I have been in the group medical insurance business for over 25 years. I have seen dozens of companies come and go throughout my career. I have seen rates go up and have seen rates go down, plans change and employer groups move to different insurance companies sometimes every year. Employers buying insurance like consumers buy a car in many cases. They somehow think that they are going to beat the medical insurance company at a game the insurance carriers invented and control the rules, is not going to happen. I have met with a number of medical insurance CEOs and have always questioned them as to why there is not a long term strategy to keeping medical insurance costs affordable? The answer is always the same, “If we provide programs that detect and treat medical conditions early and lower costs over the long haul, we find customers leaving us to go to another insurance company to save a few dollars after we made the investment. When you have customers that are only going to stay for a little while, why make the investment?”

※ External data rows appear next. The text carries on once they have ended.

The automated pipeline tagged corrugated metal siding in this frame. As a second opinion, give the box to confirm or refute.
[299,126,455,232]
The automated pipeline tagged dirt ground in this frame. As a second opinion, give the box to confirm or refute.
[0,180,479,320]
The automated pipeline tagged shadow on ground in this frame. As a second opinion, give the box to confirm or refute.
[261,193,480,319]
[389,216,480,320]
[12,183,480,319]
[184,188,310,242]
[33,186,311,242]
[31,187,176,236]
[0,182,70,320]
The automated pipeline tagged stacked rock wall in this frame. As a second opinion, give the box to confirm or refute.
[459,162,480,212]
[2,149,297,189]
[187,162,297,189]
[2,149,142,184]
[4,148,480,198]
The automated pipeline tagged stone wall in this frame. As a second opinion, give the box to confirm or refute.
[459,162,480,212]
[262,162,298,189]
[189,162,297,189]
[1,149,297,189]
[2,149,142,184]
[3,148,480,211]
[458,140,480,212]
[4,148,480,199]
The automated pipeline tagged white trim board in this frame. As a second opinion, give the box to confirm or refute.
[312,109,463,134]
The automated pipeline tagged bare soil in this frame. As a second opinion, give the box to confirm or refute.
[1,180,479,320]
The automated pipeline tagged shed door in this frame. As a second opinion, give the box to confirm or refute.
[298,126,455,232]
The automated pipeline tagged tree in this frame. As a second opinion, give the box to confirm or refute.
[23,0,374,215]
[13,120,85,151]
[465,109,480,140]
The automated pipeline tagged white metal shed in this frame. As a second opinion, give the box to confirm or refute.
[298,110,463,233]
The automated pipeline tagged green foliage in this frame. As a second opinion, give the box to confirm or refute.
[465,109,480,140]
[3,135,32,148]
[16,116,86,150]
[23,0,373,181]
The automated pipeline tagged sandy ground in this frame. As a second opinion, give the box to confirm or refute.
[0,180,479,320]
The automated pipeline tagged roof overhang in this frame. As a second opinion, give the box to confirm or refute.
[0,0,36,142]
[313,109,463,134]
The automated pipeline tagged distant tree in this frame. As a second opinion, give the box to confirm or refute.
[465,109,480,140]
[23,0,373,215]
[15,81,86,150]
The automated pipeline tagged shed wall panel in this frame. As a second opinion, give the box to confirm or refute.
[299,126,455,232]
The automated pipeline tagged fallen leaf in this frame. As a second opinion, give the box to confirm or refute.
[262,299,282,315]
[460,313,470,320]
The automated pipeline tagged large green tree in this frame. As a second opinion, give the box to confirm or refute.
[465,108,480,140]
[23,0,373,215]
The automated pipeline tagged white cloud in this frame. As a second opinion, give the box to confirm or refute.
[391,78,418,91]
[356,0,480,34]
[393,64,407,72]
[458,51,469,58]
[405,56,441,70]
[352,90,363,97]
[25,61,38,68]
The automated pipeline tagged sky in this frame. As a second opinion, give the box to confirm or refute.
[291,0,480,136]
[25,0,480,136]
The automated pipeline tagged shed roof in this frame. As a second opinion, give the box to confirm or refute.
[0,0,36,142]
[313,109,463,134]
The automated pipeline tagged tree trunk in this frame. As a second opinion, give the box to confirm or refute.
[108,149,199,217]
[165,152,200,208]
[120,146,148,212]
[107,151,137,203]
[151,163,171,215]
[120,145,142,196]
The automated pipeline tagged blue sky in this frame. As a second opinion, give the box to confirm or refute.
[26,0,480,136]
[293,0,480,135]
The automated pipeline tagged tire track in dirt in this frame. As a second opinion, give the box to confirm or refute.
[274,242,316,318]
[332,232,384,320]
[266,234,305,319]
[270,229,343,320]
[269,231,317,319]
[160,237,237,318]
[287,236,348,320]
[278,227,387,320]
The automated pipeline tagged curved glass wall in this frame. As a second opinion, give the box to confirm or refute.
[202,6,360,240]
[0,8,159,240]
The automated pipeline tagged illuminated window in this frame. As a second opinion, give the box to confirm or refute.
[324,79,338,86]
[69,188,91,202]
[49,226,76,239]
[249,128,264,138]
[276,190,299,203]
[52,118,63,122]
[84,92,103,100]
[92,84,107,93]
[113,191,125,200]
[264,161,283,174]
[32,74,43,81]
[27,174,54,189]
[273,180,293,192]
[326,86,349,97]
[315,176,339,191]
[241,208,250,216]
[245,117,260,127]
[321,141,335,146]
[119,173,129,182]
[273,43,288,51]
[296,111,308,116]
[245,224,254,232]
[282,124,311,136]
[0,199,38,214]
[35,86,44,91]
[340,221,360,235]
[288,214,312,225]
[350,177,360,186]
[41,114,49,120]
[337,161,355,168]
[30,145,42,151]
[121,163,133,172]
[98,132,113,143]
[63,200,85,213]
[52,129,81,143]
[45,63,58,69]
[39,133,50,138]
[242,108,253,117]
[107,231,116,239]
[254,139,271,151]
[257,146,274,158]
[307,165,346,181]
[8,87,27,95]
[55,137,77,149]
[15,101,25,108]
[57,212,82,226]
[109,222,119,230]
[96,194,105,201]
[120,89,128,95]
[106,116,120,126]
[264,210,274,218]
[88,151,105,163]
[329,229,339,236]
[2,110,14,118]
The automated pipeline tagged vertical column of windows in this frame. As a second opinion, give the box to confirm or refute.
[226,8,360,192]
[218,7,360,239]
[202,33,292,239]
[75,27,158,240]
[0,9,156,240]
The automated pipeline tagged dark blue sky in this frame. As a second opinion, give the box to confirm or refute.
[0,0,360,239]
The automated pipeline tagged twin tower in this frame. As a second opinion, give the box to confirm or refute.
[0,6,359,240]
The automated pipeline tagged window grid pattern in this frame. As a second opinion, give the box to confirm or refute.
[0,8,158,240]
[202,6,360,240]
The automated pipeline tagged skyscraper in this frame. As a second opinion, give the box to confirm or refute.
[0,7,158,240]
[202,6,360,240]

Then there are some groups of people in this country seem to think that that profit is a dirty word. That they can decide what is a reasonable for companies to make. They also seem to feel that medical providers, doctors and hospitals make too much money and that their profits should be cut. They preach that private insurance companies have an obligation to the community that they serve to cut their profits and give back to the community. Medical insurance companies like all private businesses act in their best interests and in the interests of owners and their corporate shareholders. They hire executives that make decisions to increase profits of their companies. When they do that their employees are rewarded. Isn’t that the way America works? A company provides a product of service and they compete in a competitive market place to make a profit.
Probably the biggest issue with medical insurance benefits today is that most employers allow an outside entity to provide their employees with programs without knowing anything about their employees.